I'm sure she can hear, if not feel, my heart pounding in my chest as she keeps her head there. I don't know what it is about her confessing feelings and emotions to me, but it causes me to become . . . nervous yet filled with so much euphoria.

"I thought you were just some strange man with a charming smile and you were ominous and maybe even seductive but whatever it was, I couldn't look away. I didn't want to."

She lifts her head up to look at me, and something more unexplainable than nerves grates on me in a pleasant way as her eyes find mine.

"Then, the masquerade party. I saw you again in the throne room. Though I didn't know it was you at first and even while you were with another woman, I felt . . . gratified by watching you. It was enthralling and I didn't know how to explain how wrong it felt just by looking you in the eyes knowing that I wanted to be her." Cyn's hands rub smoothly over the nape of neck as I continue to hold her, listening to her soft voice as she recounts our introduction to each other.

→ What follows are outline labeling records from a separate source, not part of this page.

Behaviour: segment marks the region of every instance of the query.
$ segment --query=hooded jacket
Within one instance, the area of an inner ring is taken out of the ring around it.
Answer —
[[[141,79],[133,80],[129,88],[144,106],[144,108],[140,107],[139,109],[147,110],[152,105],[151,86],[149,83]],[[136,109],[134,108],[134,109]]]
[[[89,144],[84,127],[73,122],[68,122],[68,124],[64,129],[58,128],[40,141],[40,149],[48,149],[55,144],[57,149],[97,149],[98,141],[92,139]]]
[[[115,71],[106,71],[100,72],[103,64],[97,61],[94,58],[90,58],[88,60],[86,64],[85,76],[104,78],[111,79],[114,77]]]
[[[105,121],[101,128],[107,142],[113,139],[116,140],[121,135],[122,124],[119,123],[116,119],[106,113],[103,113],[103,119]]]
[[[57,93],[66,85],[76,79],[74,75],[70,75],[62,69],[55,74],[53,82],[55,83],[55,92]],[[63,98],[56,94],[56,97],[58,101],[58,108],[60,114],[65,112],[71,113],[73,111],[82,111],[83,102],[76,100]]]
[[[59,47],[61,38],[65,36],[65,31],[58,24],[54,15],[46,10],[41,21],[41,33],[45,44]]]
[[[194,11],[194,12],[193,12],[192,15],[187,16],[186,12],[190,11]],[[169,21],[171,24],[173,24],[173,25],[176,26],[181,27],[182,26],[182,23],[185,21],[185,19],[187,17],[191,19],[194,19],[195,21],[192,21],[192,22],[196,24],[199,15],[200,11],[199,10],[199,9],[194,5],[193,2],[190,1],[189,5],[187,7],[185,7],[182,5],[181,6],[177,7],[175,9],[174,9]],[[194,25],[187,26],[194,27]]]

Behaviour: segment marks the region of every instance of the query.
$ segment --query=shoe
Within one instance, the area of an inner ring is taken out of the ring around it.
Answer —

She holds her eyes on mine, and that’s when I see the shift. The grays that blend with the snow falling from the dark sky now swirl in a hypnotizing shade of lavender even as the curseis silenced for the time being, and I cave to the visual as her lust consumes her.

My thoughts evade me as Lucynda stands on her toes to kiss my neck. The heat between us creates an ache for more as she calculatingly lets her teeth scrape gently against my skin.

"Lucynda," I warn her, trying my best to not let my own bloodlust take over. But I can't help it when my finger digs deeper into her skin, desperate to get past the layers of clothing between us.

"I wanted to be scared by you," she continues as she leans back down and lays her head against my chest again. "But I guess you can say that I was trying to hide the thoughts that . . .my life was meant for great adventure," she repeats the words I told her my mother once told me, a jolt of exuberance and passion fleeting her tone. "I wanted to explore that with you. And maybe I was forcing my need for love onto you, partially because I was going to be married and I wouldn't have felt like I did my heart justice if I didn't try but…" She brings her eyes back up to me once more and I fight not to lose myself in them as I try to remain focused on her words. "I guess I really did feel that bind to you."

"What do I need to do for you to forgive me?" I say to her, wondering if there's anything else she can require of me other than the obvious trust we continue to build and the promise of everything she desires.